Faculty  l  WES NUFFER
PharmD, BCPS, CDE | Assistant Professor | Assistant Director of Experiential Programs, University of Colorado Skaggs School of Pharmacy & Pharmaceutical Sciences | Department of Clinical Pharmacy
The integration of pharmacy students into other practices is important in their longitudinal experiential training. These students are in their 3rd year and are almost completely done with all the didactic learning. They are strong on skills and knowledge, and weaker on clinical experience.
This program challenges them to step into a different clinic environment with no other pharmacy representative there as their safety net. They need to represent the profession of pharmacy and begin to learn how they can complement other professions, as well as gain a better appreciation for other practitioners’ scope of practice.
The integration of these students with dental medicine has been a tremendous learning experience for the pharmacy students. At first glance, students question just how much overlap there is between pharmacy and dentistry, only to discover a wealth of learning that can occur from the dental profession as well as teaching that the pharmacy students can provide to dental students.
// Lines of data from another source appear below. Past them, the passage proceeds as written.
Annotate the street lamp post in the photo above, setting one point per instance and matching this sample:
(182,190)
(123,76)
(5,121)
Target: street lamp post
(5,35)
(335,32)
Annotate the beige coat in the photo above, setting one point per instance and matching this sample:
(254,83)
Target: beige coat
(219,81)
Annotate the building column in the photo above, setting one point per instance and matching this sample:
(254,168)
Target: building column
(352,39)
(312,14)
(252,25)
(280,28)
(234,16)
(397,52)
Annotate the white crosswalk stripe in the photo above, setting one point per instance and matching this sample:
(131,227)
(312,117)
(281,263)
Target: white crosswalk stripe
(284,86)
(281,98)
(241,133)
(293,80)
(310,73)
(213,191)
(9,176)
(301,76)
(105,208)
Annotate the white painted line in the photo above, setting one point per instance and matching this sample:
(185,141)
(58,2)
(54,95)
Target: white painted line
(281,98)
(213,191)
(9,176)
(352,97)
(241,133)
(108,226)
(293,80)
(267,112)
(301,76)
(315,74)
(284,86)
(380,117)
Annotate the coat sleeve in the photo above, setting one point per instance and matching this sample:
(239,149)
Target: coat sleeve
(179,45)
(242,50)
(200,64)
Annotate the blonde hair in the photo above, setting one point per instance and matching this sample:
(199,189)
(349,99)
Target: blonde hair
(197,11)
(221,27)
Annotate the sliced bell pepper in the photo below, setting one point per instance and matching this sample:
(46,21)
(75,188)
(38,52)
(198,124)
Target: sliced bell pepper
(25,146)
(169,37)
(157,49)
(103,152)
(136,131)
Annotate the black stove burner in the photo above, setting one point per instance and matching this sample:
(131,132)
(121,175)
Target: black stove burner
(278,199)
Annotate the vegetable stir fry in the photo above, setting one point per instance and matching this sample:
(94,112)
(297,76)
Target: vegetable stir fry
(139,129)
Whether the pharmacy student is doing a medication profile review, screening for interactions, educating on drug allergies, or learning about concerns specific to the dental field (such as osteonecrosis from bisphosphonates), students quickly identify areas where they can contribute to the dental practice.
Students from both professions begin to recognize strengths that the other profession brings, and the collaboration is extremely valuable. This appreciation carries out into practice, where the pharmacist or dentist may rely on one another when providing comprehensive care to patients.